MANKATO — The Salvation Army and Connections Shelter will collaborate to provide around-the-clock homeless shelters this fall.

The plan calls for The Salvation Army to switch from its overnight men’s shelter to a day shelter available to people who don’t have housing. Connections Shelter will then provide overnight space at its new location in the First Presbyterian Church.

Working together will fill gaps for individuals and families who’d otherwise have no place to go until the overnight shelter opens, said Leslie Johnson, Salvation Army’s business administrator.

“It’s going to be such an amazing change for the community and for this population,” she said. “Hopefully we can figure out how to serve them better, and this is a step in the right direction.”

Leaders from the two nonprofits have been discussing working closer together since before the COVID-19 pandemic began.
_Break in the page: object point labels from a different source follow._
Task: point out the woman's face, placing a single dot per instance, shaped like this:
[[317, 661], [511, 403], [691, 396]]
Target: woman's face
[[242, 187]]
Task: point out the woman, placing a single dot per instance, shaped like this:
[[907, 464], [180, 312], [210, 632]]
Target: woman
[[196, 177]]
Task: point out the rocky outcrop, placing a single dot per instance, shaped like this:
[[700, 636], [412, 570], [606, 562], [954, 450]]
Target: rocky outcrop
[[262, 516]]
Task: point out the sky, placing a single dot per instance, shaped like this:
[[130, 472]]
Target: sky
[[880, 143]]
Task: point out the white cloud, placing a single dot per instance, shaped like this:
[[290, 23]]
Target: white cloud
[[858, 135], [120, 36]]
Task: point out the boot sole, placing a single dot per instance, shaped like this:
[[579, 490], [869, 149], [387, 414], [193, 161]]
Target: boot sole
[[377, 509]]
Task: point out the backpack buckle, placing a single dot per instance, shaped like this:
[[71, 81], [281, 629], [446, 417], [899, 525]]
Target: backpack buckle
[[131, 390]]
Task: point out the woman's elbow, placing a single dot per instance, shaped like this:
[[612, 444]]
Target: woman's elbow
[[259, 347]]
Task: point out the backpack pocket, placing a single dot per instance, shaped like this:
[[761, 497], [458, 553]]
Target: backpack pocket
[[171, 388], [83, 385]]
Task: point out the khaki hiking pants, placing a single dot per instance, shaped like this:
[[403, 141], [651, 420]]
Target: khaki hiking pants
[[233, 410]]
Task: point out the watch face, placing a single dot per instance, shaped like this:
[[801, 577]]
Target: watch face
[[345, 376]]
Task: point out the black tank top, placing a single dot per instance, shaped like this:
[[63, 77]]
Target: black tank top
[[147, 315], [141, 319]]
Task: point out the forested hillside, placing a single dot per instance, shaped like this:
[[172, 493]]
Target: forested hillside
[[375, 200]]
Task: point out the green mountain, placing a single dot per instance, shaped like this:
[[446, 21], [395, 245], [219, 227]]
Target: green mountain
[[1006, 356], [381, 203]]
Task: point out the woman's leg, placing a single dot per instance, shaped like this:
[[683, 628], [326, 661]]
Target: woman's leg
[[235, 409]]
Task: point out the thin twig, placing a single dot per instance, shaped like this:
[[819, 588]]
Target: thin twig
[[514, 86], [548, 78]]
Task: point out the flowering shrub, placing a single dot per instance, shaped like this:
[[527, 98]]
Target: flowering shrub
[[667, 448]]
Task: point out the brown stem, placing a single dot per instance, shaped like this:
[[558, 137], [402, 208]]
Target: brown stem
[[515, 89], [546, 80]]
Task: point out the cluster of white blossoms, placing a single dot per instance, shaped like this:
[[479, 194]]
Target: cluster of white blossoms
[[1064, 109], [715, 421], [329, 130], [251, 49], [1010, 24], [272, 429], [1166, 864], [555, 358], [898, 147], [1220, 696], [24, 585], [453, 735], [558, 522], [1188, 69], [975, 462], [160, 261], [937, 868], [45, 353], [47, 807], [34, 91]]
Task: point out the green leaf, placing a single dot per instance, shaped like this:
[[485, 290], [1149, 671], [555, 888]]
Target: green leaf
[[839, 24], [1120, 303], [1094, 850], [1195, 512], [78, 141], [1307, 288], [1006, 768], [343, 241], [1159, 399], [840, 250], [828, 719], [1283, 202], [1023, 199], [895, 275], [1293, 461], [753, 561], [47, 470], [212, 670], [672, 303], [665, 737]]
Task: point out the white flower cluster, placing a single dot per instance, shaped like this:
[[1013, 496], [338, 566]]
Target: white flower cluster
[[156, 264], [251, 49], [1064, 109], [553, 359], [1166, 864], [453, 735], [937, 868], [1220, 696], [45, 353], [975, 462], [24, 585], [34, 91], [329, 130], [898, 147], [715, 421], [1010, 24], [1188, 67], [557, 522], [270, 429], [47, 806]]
The conversations continued once The Salvation Army’s new leaders, Lt. Andy Wheeler and wife, Lt. Corey Wheeler, recently stepped in.

Both nonprofits have been offering overnight shelters over the past few years. Now they won’t be duplicating efforts as much.

With Connections’ move to First Presbyterian Church opening up more overnight space this fall, the shelter’s leaders feel they’ll have enough capacity to take in people who stayed at Salvation Army’s men’s shelter. Connections now has enough beds for 35 guests, and usually had about 22 at a time last season.

Connections will open in October, while The Salvation Army’s day shelter will begin in November — both run roughly from fall to spring. The Salvation Army plans to “mirror” its open hours to cover the times when Connections is closed for the day, Johnson said.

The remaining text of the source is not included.